3.2 The Three
Humors: Vata, Pita and Kapha
3.2.3 Elements: More
on Ether, Air, Fire, Water, Earth
Prior to 300 .C. The Chinese system of medicine used the dualistic concept of Yin and Yang. Along with acupuncture, the Chinese adopted the Five Element Theory which now forms the basis for understanding both Ayurveda and certain branches of Chinese. The five elements are not a simplistic way of dividing the universe. It is actually more correct to call the five elements the five states of matter. They are mass, liquidity, conversion, propulsion, and the field in which they operate. These five states are activated by energy or the given constituent. The concept of a given constituent - energy - was understood by both Chinese and Indian sages. It was called Qi or Prana.
It is only in the last hundred years that certain branches of science have concluded that energy is matter and that matter is energy. The Five Element Theory explains that the given constituent - energy - is the cause of the five principles of creation. Energy interacting with the field creates movement, or propulsion; propulsion creates friction or heat which causes the conversion of energy; conversion causes condensation or liquidity; as liquidity settles, mass is formed. This acute perception of the universe is the foundation of Ayurvedic medicine.
Dr. Frank Ros gives us a key to understanding the role of prana in the three humors. He points out that Vata is really ether + air + prana; that Pitta is really fire + water _ prana; and that Kapha is really water _ earth _ prana. He stats the obvious - which of course is not obvious to normal persons - that prana being life, the animator, the bio-energy, it must be present in each humor.
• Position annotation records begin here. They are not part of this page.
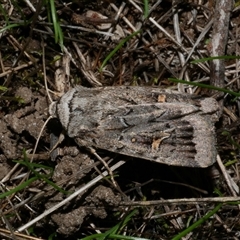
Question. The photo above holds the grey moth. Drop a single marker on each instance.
(143, 122)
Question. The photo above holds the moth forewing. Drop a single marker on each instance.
(132, 121)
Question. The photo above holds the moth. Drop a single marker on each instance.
(143, 122)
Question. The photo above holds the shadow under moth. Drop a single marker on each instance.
(143, 122)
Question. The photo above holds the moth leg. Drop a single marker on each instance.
(93, 151)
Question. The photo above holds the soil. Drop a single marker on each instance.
(53, 175)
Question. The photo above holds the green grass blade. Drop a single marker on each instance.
(146, 8)
(19, 187)
(114, 230)
(117, 48)
(213, 58)
(205, 86)
(198, 223)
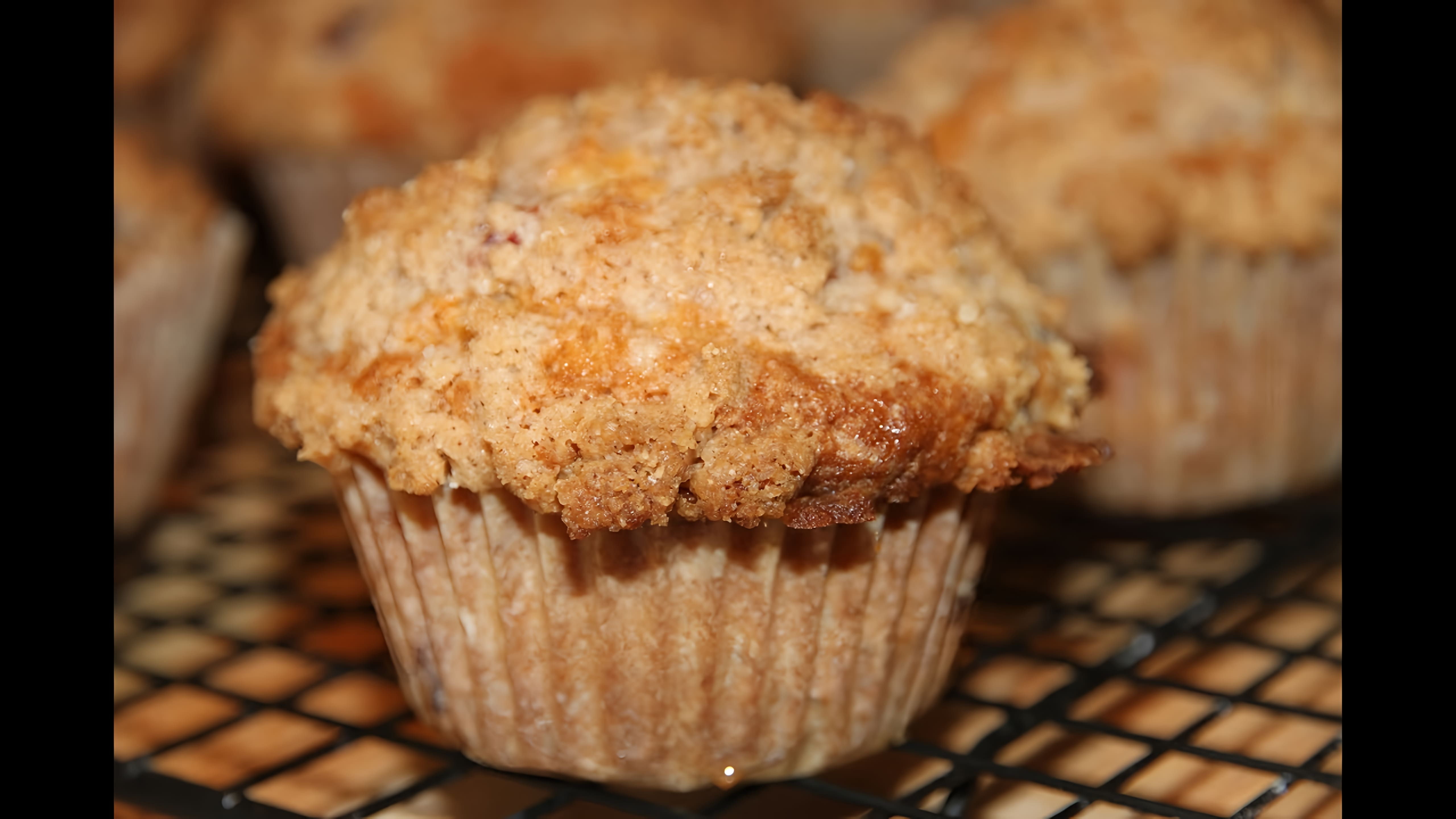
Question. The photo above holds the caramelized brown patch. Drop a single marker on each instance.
(867, 258)
(382, 374)
(593, 353)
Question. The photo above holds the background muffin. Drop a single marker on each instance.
(154, 69)
(328, 98)
(150, 37)
(177, 257)
(654, 423)
(849, 43)
(1176, 171)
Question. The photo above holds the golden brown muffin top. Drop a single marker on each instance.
(429, 76)
(1126, 123)
(158, 209)
(708, 301)
(149, 37)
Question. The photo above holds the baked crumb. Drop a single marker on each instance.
(678, 299)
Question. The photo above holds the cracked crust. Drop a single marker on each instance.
(429, 76)
(676, 299)
(1126, 123)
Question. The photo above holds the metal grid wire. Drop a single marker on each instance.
(1112, 669)
(1065, 613)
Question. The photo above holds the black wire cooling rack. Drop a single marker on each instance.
(1112, 669)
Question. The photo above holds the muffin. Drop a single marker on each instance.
(150, 38)
(665, 426)
(177, 256)
(328, 98)
(1174, 171)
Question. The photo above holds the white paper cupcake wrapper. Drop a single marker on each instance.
(1222, 377)
(665, 656)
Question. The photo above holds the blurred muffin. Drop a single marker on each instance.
(654, 420)
(849, 43)
(177, 257)
(154, 69)
(150, 37)
(328, 98)
(1176, 173)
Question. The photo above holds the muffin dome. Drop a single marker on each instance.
(676, 298)
(429, 76)
(1128, 123)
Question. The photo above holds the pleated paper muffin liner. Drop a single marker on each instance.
(666, 658)
(1221, 377)
(306, 195)
(169, 314)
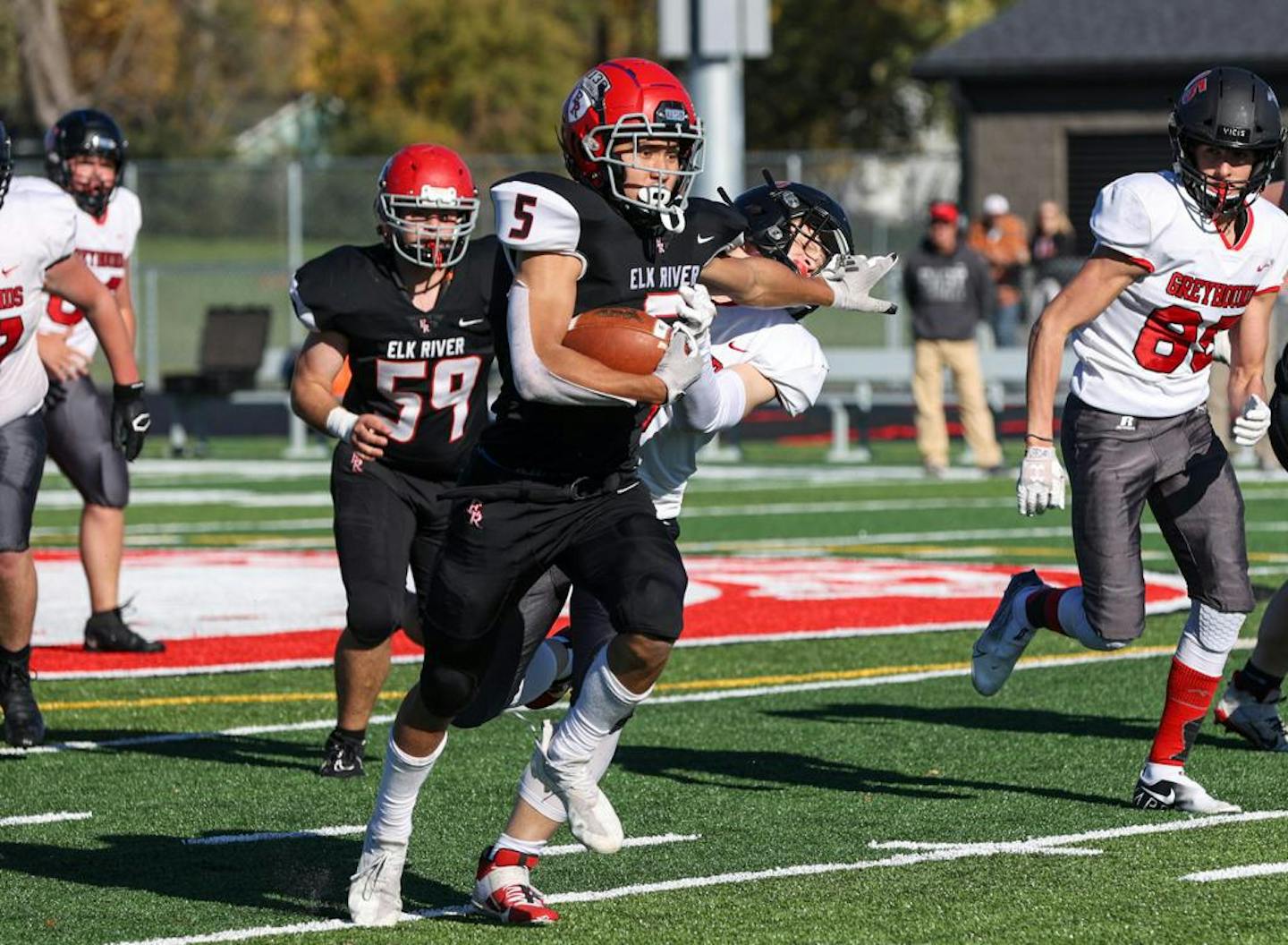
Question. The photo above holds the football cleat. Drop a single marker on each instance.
(1177, 792)
(590, 813)
(23, 725)
(1004, 640)
(375, 890)
(107, 632)
(503, 889)
(1256, 721)
(342, 757)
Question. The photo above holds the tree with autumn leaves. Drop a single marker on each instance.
(184, 76)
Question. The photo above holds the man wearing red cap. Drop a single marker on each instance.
(950, 290)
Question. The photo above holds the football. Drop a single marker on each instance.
(625, 339)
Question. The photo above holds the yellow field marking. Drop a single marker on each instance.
(690, 686)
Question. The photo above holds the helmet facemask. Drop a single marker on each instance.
(430, 244)
(656, 202)
(5, 164)
(1221, 198)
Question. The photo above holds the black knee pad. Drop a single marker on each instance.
(451, 672)
(445, 690)
(372, 620)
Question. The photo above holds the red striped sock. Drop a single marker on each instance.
(1042, 609)
(1189, 695)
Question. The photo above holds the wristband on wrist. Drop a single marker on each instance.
(340, 423)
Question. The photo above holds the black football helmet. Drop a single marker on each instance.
(779, 210)
(1233, 108)
(5, 163)
(85, 132)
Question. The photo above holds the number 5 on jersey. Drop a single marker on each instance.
(450, 387)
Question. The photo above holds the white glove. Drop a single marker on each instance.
(852, 278)
(696, 311)
(1252, 423)
(1041, 485)
(1221, 347)
(681, 365)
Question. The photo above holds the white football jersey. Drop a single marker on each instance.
(767, 339)
(106, 244)
(1148, 353)
(37, 230)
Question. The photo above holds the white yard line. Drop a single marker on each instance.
(1036, 845)
(25, 819)
(570, 848)
(357, 830)
(1258, 869)
(710, 696)
(219, 839)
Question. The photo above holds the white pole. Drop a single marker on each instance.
(298, 447)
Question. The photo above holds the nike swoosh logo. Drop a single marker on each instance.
(1165, 799)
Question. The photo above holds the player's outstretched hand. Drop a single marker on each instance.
(370, 436)
(852, 278)
(682, 362)
(696, 311)
(1041, 485)
(131, 418)
(1252, 421)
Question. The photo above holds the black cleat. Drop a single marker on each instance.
(23, 725)
(107, 632)
(342, 757)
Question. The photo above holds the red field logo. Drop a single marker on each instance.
(246, 610)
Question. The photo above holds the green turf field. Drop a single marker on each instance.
(837, 790)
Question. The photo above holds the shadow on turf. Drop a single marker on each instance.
(306, 877)
(997, 719)
(248, 749)
(777, 770)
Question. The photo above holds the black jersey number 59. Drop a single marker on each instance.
(450, 387)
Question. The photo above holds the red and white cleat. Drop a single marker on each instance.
(503, 889)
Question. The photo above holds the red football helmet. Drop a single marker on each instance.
(629, 101)
(427, 204)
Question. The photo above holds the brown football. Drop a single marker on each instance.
(626, 339)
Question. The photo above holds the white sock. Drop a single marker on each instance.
(530, 847)
(603, 704)
(544, 801)
(1156, 771)
(400, 787)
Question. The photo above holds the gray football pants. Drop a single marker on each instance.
(1180, 468)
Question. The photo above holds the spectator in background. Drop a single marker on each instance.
(1054, 253)
(950, 290)
(1003, 239)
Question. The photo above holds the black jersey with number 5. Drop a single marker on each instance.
(621, 266)
(424, 371)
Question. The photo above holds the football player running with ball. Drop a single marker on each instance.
(1180, 257)
(755, 356)
(553, 481)
(38, 254)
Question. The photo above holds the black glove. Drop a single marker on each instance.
(131, 418)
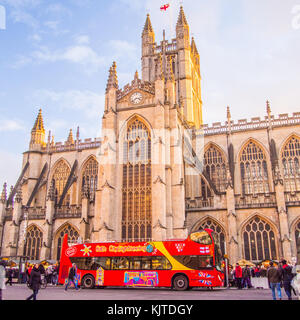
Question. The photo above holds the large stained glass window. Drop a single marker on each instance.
(215, 167)
(90, 178)
(254, 172)
(136, 189)
(297, 240)
(73, 236)
(259, 241)
(33, 243)
(219, 231)
(290, 161)
(59, 179)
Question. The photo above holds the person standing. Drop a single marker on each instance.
(71, 277)
(238, 276)
(287, 278)
(247, 277)
(2, 277)
(274, 278)
(35, 281)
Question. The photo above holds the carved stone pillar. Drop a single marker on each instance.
(48, 225)
(285, 237)
(84, 223)
(232, 225)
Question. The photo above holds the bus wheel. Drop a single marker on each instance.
(180, 283)
(88, 282)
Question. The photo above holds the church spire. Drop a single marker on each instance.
(38, 132)
(181, 21)
(39, 123)
(112, 78)
(4, 194)
(194, 47)
(182, 31)
(70, 140)
(148, 26)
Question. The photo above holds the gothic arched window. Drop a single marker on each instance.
(73, 236)
(215, 167)
(254, 172)
(136, 190)
(219, 231)
(259, 240)
(59, 178)
(290, 161)
(90, 177)
(297, 240)
(33, 245)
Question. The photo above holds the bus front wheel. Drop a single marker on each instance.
(88, 282)
(180, 283)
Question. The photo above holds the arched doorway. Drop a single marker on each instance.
(136, 189)
(73, 236)
(211, 224)
(297, 238)
(33, 245)
(259, 240)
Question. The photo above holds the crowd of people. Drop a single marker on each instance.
(277, 276)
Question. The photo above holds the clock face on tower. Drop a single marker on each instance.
(136, 97)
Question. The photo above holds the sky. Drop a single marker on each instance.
(55, 55)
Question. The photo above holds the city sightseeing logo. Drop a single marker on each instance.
(2, 18)
(86, 250)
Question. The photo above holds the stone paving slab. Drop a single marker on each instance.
(20, 292)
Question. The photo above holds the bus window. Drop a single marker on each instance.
(119, 263)
(201, 237)
(196, 262)
(89, 263)
(160, 263)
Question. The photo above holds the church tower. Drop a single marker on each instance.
(183, 57)
(38, 133)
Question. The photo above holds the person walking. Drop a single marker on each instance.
(247, 277)
(35, 281)
(9, 276)
(287, 278)
(257, 271)
(71, 277)
(2, 277)
(238, 276)
(274, 276)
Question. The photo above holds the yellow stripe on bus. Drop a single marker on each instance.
(176, 265)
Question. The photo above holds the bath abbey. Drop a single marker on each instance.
(157, 172)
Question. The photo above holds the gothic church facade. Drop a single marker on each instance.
(157, 172)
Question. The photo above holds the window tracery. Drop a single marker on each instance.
(59, 180)
(33, 244)
(290, 161)
(254, 171)
(259, 240)
(136, 190)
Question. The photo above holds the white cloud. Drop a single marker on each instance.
(124, 49)
(79, 54)
(10, 168)
(11, 125)
(91, 103)
(82, 39)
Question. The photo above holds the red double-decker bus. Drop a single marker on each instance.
(180, 264)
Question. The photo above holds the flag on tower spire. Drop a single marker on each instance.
(181, 18)
(148, 26)
(112, 81)
(39, 123)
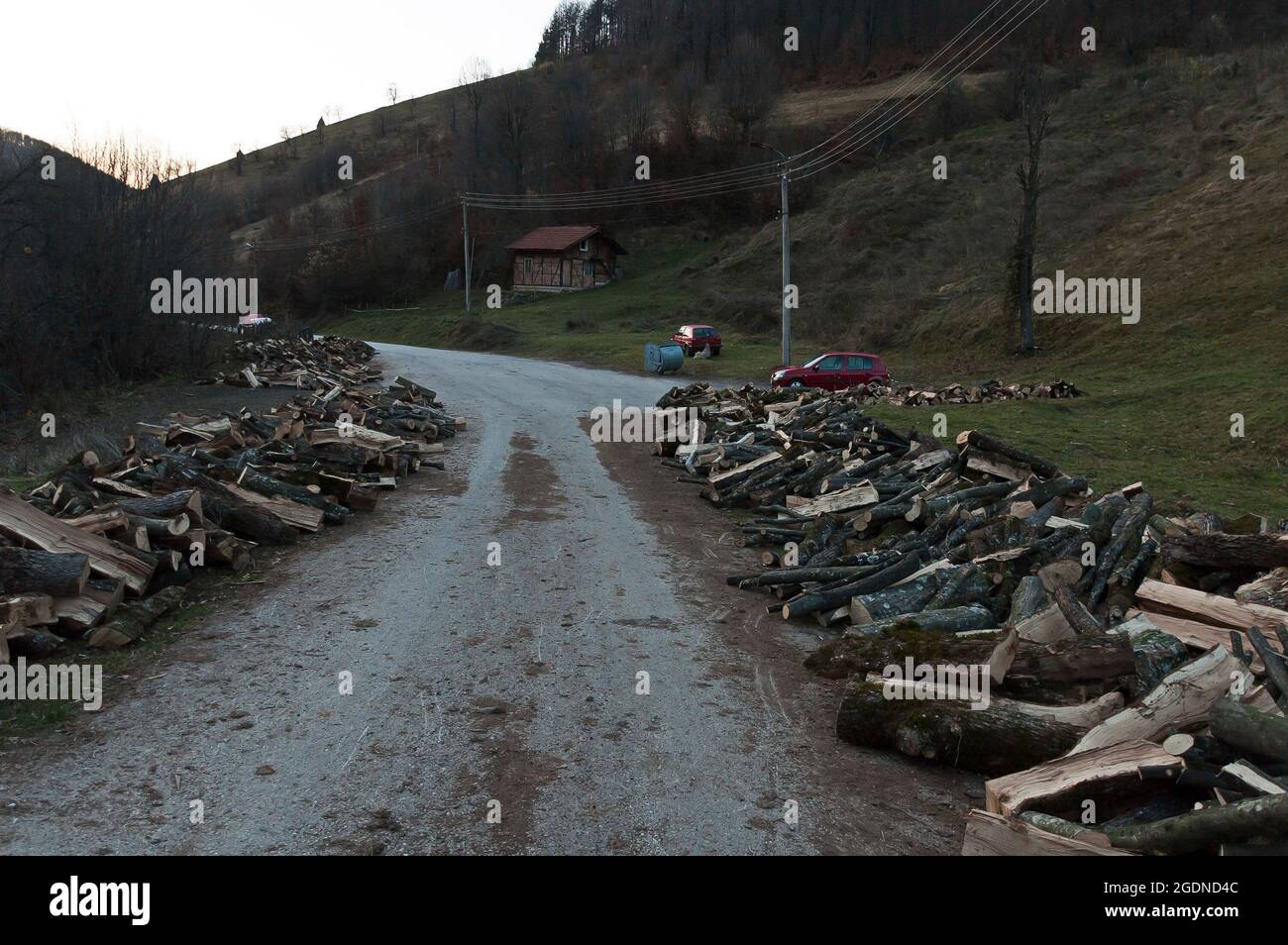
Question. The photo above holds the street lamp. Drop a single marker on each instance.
(787, 253)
This gives us the perception of how acupuncture and pranic healing and balance the three humors by direct manipulation of the pranic currents.
Dr. Robert Svoboda, in his book Prakruti: Your Ayurvedic Constitution, gives us yet another way to perceive these three humors as biological principles: water and earth do not naturally stay mixed together; some energy or force is needed to keep them together; kapha is that force. Water and fire do not mix; one will extinguish the other unless, like acid (which is both fire and water), some force can keep them together; pitta is that force. Air needs space in which to move too much or too little space creates problems, dispersion, or constriction: vata is that force that balances these two. Thus vata, pitta, and kapha are the pranic forces that keep the five states of matter in check and balance.
With this way of looking at the three primary principles, or humors, we can begin to see why traditional Ayurveda says these humors, by their very nature, go out of balance. They are said to be the cause of disease. Dr. Svoboda gives the translation of the Sanskrit word dosha (humor) as thing which can go out of whack. This is because they have a difficult job keeping solid and fluid, fluid and head, motion and space functioning smoothly together.